The malls in Nairobi have everything you will ever need. You will never run out of things to do in Nairobi. But you will run out of money. That is a fact, and once you run out of money, Nairobi parts with you. Nairobi lacks a face. It does not smile. It smiles at ‘pesa’, once pesa stops, then it is moto moto, it is Kiboko fire. Nairobi is a Chameleone. It is cold. It is faceless. Nairobi lacks the soul and spirit of Kampala.
Kenyans work hard because Nairobi is always guillotine-dialed. It is ready to cut a neck, to cut a finger. And they work hard because deep down in this hard work is also a depression that no matter how hard they work, they will never afford their city. Ugandans can afford Kampala. Kenyans cannot afford Nairobi. Nairobi has been designed to work for foreign capital, not for Kenyans. Everything is gated, everything has a price to it. You may laugh at someone’s joke in Nairobi and get asked to pay. It is this emptiness. You pass by a city cemetery, more than 10 funerals are ongoing, isolated.

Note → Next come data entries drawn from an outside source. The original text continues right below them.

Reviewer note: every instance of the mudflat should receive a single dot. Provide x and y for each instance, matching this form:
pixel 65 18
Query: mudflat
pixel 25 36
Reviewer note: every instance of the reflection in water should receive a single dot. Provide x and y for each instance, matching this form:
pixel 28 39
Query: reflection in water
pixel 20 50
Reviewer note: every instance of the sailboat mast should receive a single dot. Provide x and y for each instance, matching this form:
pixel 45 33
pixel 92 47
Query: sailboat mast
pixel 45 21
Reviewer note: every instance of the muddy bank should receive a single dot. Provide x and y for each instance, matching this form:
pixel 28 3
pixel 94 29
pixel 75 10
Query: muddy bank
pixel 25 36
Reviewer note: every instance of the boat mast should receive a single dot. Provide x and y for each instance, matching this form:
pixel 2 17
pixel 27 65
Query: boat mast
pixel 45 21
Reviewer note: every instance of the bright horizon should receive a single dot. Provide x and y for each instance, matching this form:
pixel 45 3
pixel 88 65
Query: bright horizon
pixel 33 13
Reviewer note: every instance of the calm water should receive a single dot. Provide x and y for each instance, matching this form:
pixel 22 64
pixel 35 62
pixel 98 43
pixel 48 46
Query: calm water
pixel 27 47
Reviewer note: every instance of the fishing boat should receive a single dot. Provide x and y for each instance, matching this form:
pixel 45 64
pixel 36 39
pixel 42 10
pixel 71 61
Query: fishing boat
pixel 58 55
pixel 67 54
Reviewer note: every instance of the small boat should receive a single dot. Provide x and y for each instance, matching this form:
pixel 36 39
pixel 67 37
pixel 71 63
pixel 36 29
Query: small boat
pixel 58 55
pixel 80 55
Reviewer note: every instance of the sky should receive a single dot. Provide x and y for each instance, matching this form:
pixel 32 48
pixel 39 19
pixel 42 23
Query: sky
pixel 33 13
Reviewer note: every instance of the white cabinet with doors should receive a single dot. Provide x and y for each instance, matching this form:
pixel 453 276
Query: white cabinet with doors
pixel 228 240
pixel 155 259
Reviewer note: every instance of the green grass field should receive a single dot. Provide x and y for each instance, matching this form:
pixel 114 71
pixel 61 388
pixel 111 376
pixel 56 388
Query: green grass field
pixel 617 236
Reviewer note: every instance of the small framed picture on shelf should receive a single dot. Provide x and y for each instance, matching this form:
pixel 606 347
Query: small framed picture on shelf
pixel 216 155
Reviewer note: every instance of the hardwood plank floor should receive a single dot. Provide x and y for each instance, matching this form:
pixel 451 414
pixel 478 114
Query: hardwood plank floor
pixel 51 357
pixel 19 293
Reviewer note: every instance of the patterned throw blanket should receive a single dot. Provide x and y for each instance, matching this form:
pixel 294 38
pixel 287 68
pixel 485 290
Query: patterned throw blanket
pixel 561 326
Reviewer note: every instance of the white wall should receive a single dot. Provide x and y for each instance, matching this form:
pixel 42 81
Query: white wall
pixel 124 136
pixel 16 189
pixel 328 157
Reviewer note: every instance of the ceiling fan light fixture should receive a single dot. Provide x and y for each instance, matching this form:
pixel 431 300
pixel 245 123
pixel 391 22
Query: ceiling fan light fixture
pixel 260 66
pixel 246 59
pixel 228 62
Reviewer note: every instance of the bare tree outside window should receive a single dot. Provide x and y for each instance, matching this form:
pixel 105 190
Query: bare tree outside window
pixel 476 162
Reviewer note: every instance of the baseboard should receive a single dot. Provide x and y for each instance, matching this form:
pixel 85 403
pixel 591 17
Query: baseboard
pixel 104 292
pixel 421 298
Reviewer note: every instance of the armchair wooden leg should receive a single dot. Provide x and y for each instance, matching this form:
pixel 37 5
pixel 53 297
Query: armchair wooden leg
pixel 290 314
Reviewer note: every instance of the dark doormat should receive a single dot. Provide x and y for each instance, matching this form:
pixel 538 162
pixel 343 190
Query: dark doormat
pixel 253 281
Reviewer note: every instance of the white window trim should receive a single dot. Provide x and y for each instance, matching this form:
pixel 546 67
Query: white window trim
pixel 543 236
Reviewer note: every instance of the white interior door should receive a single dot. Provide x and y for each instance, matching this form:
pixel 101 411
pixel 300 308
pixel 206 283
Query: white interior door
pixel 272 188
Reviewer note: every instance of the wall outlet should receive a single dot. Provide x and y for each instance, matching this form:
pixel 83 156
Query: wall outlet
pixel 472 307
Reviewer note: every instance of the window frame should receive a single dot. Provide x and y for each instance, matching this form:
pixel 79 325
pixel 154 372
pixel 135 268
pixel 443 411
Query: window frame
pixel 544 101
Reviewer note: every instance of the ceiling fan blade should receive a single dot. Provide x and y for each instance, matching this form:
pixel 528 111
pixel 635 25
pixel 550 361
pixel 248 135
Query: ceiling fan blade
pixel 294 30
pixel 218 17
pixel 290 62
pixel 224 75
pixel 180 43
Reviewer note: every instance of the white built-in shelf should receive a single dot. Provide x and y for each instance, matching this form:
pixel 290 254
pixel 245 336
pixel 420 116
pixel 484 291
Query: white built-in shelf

Can’t someone at least have some attention in death? It is like, come on, we need to put you under, so we move on before our time comes. Nairobi is a void that cannot be filled. Kampala is that ‘be still and know we are here.’ Whatever it lacks in aesthetic, in pomp, in luxury, in services, it compensates with that ‘umuganda’, that love that smile, that energy on the dance floor, the song, the humour, the quick breaks and make-ups. Kampala wins! Yet one worries that a decade down the road, Kampala will become that Nairobi, faceless, void, an infernal of work that will never result in bliss!